Austerity policies — nothing but kindergarten economics

25 Jul, 2016 at 18:51 | Posted in Economics | 2 Comments

I definitely recommend everyone to watch this well-argued interview with Steve Keen.

To many conservative and neoliberal politicians and economists there seems to be a spectre haunting the United States and Europe today — Keynesian ideas on governments pursuing policies raising effective demand and supporting employment. And some of the favourite arguments used among these Keynesophobics to fight it are the confidence argument and the doctrine of ‘sound finance.’

Is this witless crusade against economic reason new? Not at all!

kale It should be first stated that, although most economists are now agreed that full employment may be achieved by government spending, this was by no means the case even in the recent past.
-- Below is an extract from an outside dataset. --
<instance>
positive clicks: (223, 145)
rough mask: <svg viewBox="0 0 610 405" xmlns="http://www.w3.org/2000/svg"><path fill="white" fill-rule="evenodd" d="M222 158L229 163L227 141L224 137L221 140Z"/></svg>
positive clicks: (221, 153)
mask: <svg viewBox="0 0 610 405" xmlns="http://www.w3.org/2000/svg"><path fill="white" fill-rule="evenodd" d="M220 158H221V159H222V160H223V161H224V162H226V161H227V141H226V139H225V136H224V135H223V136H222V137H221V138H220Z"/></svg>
Among the opposers of this doctrine there were (and still are) prominent so-called ‘economic experts’ closely connected with banking and industry. This suggests that there is a political background in the opposition to the full employment doctrine, even though the arguments advanced are economic. That is not to say that people who advance them do not believe in their economics, poor though this is. But obstinate ignorance is usually a manifestation of underlying political motives …

Clearly, higher output and employment benefit not only workers but entrepreneurs as well, because the latter’s profits rise. And the policy of full employment outlined above does not encroach upon profits because it does not involve any additional taxation. The entrepreneurs in the slump are longing for a boom; why do they not gladly accept the synthetic boom which the government is able to offer them? It is this difficult and fascinating question with which we intend to deal in this article …
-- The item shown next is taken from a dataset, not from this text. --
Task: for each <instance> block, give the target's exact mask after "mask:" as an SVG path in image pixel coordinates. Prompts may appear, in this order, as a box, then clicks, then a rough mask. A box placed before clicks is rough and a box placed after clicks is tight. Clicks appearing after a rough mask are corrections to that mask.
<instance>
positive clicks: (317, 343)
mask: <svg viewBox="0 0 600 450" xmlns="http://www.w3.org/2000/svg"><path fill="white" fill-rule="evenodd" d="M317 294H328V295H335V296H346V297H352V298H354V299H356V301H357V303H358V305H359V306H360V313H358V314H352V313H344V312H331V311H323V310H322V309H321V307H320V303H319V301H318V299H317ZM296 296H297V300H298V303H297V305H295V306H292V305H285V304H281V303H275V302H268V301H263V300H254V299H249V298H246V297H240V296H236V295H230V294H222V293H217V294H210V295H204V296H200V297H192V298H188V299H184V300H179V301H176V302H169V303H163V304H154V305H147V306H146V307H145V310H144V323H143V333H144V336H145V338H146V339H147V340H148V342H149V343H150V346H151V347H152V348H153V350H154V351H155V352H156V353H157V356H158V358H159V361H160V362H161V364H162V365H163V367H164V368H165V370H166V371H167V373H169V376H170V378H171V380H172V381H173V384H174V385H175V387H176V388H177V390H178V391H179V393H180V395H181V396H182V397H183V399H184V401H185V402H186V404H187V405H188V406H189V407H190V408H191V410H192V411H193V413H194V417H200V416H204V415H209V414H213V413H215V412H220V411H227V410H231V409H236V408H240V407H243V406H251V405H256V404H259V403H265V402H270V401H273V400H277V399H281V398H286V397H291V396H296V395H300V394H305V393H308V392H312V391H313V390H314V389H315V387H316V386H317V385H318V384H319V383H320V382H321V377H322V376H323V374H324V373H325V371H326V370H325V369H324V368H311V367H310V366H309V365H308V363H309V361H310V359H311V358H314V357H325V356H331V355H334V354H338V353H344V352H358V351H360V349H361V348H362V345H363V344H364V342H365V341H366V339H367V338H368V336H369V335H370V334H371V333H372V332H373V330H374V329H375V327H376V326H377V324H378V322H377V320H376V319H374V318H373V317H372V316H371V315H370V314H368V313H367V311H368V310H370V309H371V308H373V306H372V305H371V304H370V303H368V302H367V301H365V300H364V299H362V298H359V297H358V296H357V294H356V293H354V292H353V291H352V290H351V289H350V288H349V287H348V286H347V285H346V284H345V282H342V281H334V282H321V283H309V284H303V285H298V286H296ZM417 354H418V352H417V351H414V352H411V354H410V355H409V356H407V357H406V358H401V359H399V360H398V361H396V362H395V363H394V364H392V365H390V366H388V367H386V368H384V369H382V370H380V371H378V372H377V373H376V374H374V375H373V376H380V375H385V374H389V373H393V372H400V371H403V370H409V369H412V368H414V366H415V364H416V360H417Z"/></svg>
We shall deal first with the reluctance of the ‘captains of industry’ to accept government intervention in the matter of employment. Every widening of state activity is looked upon by business with suspicion, but the creation of employment by government spending has a special aspect which makes the opposition particularly intense. Under a laissez-faire system the level of employment depends to a great extent on the so-called state of confidence. If this deteriorates, private investment declines, which results in a fall of output and employment (both directly and through the secondary effect of the fall in incomes upon consumption and investment). This gives the capitalists a powerful indirect control over government policy: everything which may shake the state of confidence must be carefully avoided because it would cause an economic crisis. But once the government learns the trick of increasing employment by its own purchases, this powerful controlling device loses its effectiveness. Hence budget deficits necessary to carry out government intervention must be regarded as perilous. The social function of the doctrine of ‘sound finance’ is to make the level of employment dependent on the state of confidence.

Michal Kalecki Political aspects of full employment  (1943)
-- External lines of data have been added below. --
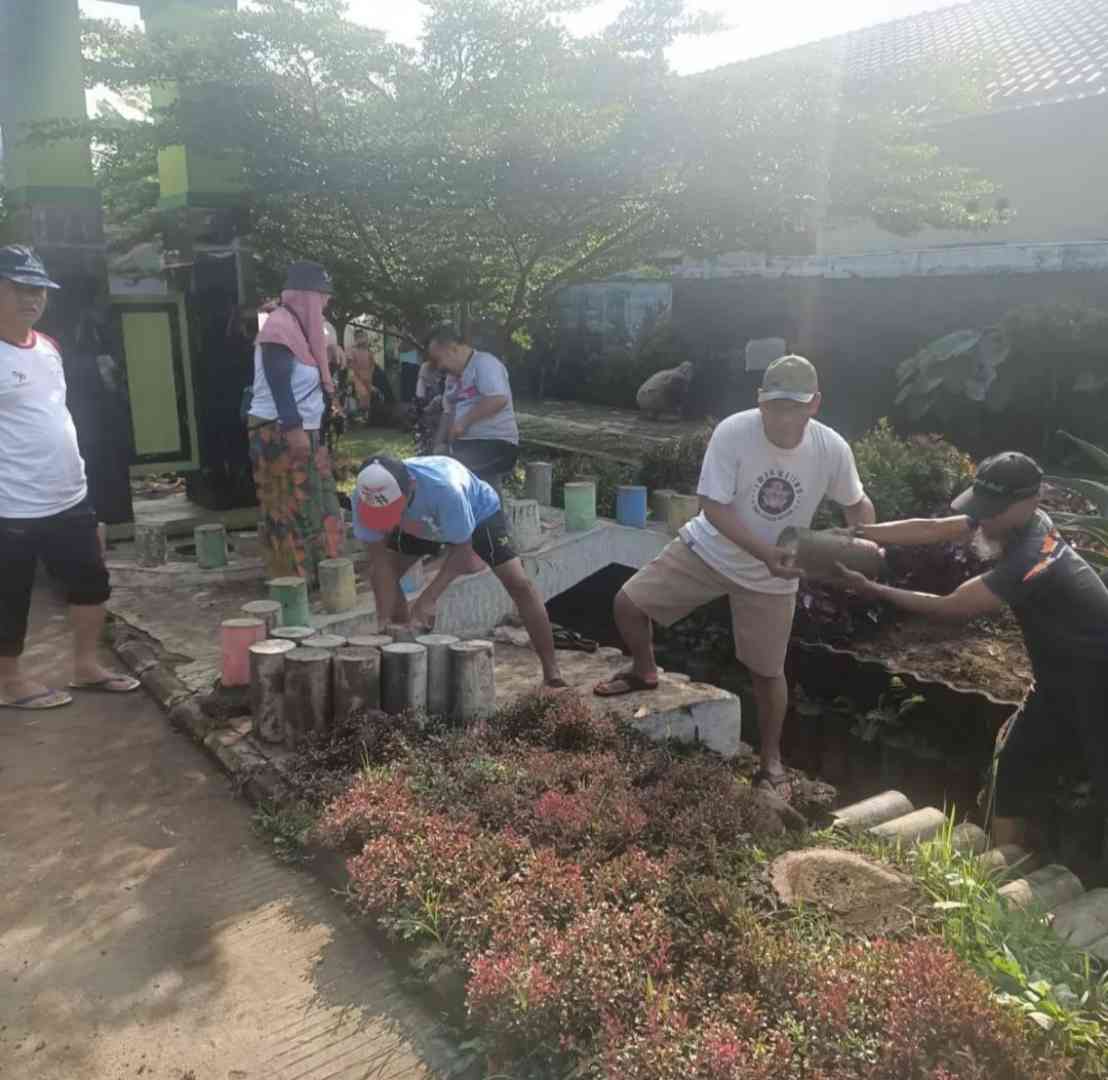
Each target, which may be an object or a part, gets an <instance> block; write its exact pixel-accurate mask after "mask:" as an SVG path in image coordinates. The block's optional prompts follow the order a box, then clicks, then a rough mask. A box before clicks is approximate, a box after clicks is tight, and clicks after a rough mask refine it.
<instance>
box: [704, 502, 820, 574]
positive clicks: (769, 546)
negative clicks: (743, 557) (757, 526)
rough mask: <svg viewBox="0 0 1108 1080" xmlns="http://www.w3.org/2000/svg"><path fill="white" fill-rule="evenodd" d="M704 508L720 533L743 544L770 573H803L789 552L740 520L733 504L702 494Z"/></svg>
mask: <svg viewBox="0 0 1108 1080" xmlns="http://www.w3.org/2000/svg"><path fill="white" fill-rule="evenodd" d="M700 510H701V511H704V516H705V517H707V518H708V523H709V524H710V525H711V527H712V528H715V529H716V532H718V533H720V534H721V535H722V536H726V537H727V538H728V539H729V541H730V542H731V543H732V544H735V545H736V546H737V547H741V548H742V549H743V551H745V552H748V553H749V554H751V555H753V557H755V558H757V559H759V560H760V562H762V563H765V564H766V566H767V568H768V569H769V572H770V574H772V575H773V576H774V577H784V578H796V577H800V576H801V572H800V569H799V568H798V567H796V566H794V565H792V563H791V556H790V555H789V553H787V552H784V551H782V549H781V548H779V547H777V546H776V545H773V544H767V543H765V542H762V541H760V539H759V538H758V537H757V536H755V534H753V533H752V532H751V531H750V529H749V528H747V526H746V525H743V524H742V522H740V521H739V517H738V515H737V514H736V513H735V510H733V508H732V507H731V505H730V504H729V503H719V502H716V500H714V498H708V497H707V496H706V495H701V496H700Z"/></svg>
  1. Kalecki: “Among the opposers of this doctrine there were (and still are) prominent so-called ‘economic experts’ closely connected with banking and industry. This suggests that there is a political background in the opposition to the full employment doctrine …”

    I am not convinced that people necessarily have “underlying political motives” simply because they do not agree with me. And if it seems to me that “their economics [is] poor”, it quite likely seems to them that my economics is poor. That may well be. But when both sides are accusing each other of having political agendas, the econ is obviously better elsewhere.

    If the experts are “closely connected with banking and industry” then maybe the problem is that they are doing micro when they should be doing macro… Oh! It seems David Chester and I share this view.

  2. If Steve were to call it micro-economic not kindergarden kind of thinking, then I would agree. Then the problem is that economists fail to separate the concepts of micro- and macro- and still think that macro is scaled up micro. This is not true. We need to study macro as an independent subject, which I am pleased to note, is how Steve does present the situation. However Steve fails to mention that as the price of land grows and the banks continue to circulate the greater sums for its sale and purchase, so other borrowing become more limited and therefore that a means of reduction in land values would stop the crisis from growing. Of course the means that I and others advocate is a tax on land values.